En plus des défis liés au transport maritime en mer Noire, certains des plus grands exportateurs de blé de Russie ont des liens avec la banque d’État VTB Group, qui fait maintenant l’objet de sanctions de la part des États-Unis.

Quoi qu’il en soit, la guerre aura probablement des effets considérables, a déclaré le Programme alimentaire mondial.
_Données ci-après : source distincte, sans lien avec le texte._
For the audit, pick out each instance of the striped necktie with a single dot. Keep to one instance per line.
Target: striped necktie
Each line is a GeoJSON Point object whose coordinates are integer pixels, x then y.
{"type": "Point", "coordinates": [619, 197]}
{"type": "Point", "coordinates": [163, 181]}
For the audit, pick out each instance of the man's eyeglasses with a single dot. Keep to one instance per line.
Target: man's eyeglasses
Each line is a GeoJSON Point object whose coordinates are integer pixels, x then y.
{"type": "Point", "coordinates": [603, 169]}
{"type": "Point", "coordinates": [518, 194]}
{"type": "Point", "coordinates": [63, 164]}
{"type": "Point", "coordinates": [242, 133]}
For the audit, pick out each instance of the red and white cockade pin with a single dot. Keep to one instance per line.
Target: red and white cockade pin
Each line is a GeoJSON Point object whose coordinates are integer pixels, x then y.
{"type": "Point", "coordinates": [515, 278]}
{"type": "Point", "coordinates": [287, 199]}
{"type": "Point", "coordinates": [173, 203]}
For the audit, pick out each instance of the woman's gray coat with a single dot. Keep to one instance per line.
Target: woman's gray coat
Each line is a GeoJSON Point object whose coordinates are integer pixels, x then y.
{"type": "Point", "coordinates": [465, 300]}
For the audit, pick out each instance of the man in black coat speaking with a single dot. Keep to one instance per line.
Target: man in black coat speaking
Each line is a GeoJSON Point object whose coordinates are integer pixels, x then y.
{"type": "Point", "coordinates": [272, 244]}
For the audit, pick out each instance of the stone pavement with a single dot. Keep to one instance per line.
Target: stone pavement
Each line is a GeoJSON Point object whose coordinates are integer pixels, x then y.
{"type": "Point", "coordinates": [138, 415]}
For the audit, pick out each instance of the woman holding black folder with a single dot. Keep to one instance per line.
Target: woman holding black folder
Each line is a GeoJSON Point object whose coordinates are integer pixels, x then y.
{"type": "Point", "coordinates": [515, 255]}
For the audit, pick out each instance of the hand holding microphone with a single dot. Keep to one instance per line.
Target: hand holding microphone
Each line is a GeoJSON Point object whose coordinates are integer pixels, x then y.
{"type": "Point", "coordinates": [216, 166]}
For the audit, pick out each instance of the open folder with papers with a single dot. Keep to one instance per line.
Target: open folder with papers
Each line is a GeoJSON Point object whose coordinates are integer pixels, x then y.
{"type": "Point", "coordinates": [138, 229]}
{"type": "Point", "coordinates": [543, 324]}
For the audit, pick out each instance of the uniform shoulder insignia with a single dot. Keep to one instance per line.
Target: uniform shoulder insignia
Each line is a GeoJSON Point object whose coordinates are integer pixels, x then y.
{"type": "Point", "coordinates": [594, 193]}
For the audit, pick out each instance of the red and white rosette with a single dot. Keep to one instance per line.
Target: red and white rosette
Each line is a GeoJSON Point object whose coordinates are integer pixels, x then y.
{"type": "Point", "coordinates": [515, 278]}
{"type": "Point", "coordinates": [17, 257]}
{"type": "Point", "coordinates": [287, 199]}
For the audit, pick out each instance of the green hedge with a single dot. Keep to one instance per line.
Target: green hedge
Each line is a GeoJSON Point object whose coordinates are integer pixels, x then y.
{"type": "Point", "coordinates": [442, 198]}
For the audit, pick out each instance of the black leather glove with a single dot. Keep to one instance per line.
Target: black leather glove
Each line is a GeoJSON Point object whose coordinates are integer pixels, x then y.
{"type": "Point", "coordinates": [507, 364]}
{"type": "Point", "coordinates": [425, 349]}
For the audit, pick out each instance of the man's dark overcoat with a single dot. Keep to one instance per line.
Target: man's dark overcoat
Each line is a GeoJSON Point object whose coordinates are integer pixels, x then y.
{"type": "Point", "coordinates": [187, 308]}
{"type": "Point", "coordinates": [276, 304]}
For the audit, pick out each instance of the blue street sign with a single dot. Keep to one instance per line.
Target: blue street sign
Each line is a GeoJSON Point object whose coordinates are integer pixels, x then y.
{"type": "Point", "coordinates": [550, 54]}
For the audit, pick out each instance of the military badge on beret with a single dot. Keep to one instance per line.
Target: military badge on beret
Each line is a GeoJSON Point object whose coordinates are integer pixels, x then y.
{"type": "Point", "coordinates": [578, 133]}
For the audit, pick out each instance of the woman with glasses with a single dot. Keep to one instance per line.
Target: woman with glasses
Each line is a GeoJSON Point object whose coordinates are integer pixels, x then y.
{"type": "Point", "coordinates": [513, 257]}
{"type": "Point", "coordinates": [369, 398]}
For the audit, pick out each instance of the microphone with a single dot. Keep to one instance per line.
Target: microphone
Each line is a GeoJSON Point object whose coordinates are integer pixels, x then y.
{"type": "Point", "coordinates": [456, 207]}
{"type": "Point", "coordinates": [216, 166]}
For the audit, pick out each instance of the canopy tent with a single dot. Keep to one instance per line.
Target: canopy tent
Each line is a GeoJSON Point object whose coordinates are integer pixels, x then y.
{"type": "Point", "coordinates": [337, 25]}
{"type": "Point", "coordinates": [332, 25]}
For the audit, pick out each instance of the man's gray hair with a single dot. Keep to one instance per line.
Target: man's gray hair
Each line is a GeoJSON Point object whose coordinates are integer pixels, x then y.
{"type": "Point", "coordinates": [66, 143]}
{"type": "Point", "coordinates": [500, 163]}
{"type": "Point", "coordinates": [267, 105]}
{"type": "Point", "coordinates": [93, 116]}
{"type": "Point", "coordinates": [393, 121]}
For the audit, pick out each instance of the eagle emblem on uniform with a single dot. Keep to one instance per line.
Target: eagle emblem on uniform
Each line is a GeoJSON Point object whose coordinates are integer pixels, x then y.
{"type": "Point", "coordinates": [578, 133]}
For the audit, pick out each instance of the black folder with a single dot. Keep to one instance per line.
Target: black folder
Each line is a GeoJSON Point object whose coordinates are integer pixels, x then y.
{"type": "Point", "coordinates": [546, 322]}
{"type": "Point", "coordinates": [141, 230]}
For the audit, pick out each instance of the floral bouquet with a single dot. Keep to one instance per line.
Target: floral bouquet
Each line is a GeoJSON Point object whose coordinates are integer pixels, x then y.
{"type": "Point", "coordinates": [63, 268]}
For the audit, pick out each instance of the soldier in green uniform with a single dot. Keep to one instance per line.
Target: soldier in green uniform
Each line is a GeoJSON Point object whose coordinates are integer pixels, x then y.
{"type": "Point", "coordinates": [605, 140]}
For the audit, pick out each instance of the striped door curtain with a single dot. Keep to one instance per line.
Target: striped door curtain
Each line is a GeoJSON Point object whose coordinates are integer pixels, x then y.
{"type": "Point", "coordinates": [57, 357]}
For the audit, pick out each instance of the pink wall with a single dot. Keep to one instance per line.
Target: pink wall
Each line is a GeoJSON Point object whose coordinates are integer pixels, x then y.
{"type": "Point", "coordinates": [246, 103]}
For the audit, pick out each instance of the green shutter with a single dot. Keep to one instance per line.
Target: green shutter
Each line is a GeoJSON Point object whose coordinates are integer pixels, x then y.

« L’impact du conflit sur la sécurité alimentaire se fera probablement sentir au-delà de la frontière ukrainienne, en particulier sur les plus pauvres d’entre les pauvres », a déclaré l’agence basée à Rome dans un communiqué. « L’interruption du flux de céréales hors de la région de la mer Noire augmentera les prix et alimenter davantage l’inflation alimentaire.